The changes bring the university into compliance with the 2013 reauthorization of the federal Violence Against Women Act, which requires schools receiving federal financial aid to compile statistics on incidents of sexual violence on campus and maintain specific policies for addressing them.
“We have no tolerance for sexual violence or harassment of any kind,” UC President Janet Napolitano said in a statement. “The university must, and will, hold itself to the highest standards, and I expect all of our locations to do everything possible to make everyone aware of these standards.”
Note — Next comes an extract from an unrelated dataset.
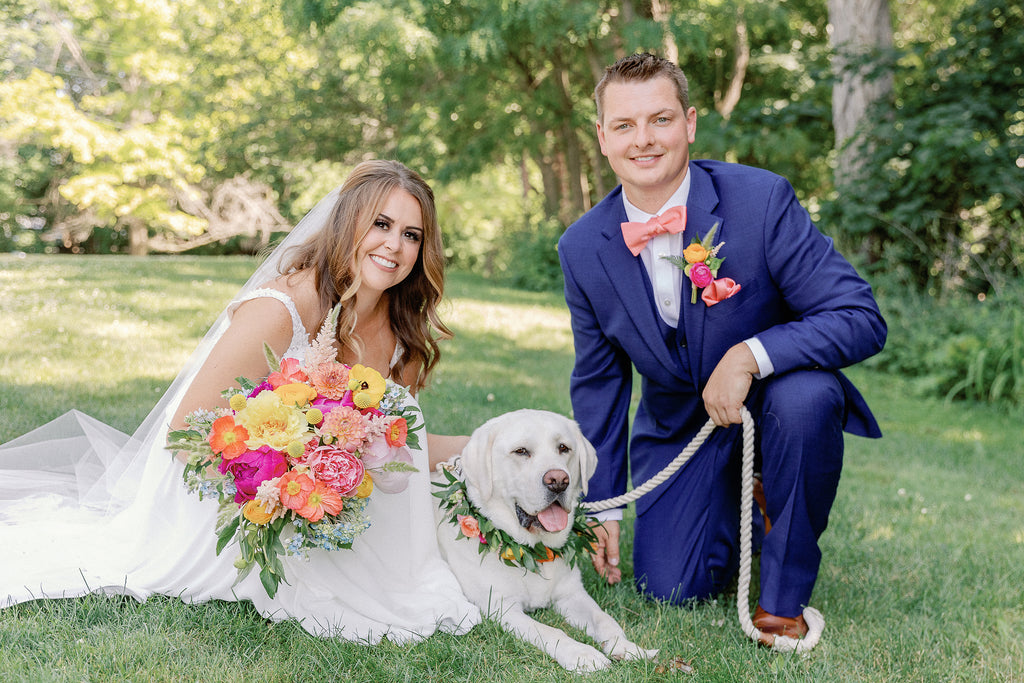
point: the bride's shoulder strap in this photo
(300, 337)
These are among the changes to the UC sexual violence and harassment policy, which now includes rape, sexual assault, domestic violence, dating violence and stalking:
• The university will provide a written explanation of available rights and procedures to victims, including options for reporting to law enforcement, securing orders of protection and accessing campus or community support services.
• Crimes committed on the basis of gender identity will be reported as hate crimes in the university’s annual report.
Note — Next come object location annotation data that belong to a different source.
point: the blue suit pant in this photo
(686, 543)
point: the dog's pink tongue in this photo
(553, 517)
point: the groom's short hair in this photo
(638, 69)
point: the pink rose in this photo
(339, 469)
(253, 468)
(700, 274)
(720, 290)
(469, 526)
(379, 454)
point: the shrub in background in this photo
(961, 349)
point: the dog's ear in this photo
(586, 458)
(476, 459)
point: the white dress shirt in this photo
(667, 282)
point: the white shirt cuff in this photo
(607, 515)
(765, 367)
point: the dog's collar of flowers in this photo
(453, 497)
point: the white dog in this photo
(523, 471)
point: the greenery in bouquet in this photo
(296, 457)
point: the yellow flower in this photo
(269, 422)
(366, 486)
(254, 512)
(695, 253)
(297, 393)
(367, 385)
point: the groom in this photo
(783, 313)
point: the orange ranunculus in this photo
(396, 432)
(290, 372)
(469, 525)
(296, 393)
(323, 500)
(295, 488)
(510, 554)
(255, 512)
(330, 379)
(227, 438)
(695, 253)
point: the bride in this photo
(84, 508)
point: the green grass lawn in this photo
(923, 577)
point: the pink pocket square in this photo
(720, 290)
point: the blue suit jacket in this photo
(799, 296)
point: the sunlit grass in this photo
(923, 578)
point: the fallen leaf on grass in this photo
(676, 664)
• Links to student, faculty and employee codes of conduct detailing possible disciplinary actions or sanctions are included in the policy.
• The university will offer prevention education to all incoming students and new employees, as well as annual training on issues related to sexual violence for those conducting formal investigations.
The new guidelines come amid increasing criticism nationwide of how universities and colleges are handling campus sexual violence. Last month, 31 current and former students at UC Berkeley filed a federal complaint charging the university had mishandled sexual assault cases, creating a hostile environment for female students.
Aryle Butler, one of the students involved with the Berkeley complaint, said the new UC policy doesn’t go far enough to address a reporting process that many victims say favors perpetrators of sexual violence.
“The policy definitely makes a good change around the definition of consent,” she said. A new four-paragraph section defines consent to sexual activity as an “affirmative, unambiguous and conscious decision” that “must be given without coercion” and is revocable.
But she is bothered that it remains up to the administration, not victims, whether to pursue a formal investigation. “The wishes of the individual making the request shall be considered, but are not determinative, in the decision,” the policy reads.
The policy also encourages the use of early resolution, a cooperative mediation process, before launching a formal investigation, which Butler said does not take sexual assault seriously enough.
“It’s paltry in comparison to what needs to be done,” she said.
Brooke Converse, a spokeswoman for the president’s office, said the work isn’t finished and that the policy will be further revised based on public comments, guidance from the federal government and possible state legislation.
In February, state Sen. Kevin de León introduced a bill that would require universities and colleges to adopt “victim-centered” response protocols and prevention measures to deal with sexual violence. Most significantly, it would establish “affirmative consent” as the standard for determining whether consent had been given by complainants in a campus investigation.
De León’s press secretary, Claire Conlon, said de León had not yet had a chance to review the new UC sexual violence policy to determine whether it fell short of expectations in the legislation or might offer a model as they continue to develop policies to encourage greater protection and services for victims on campuses.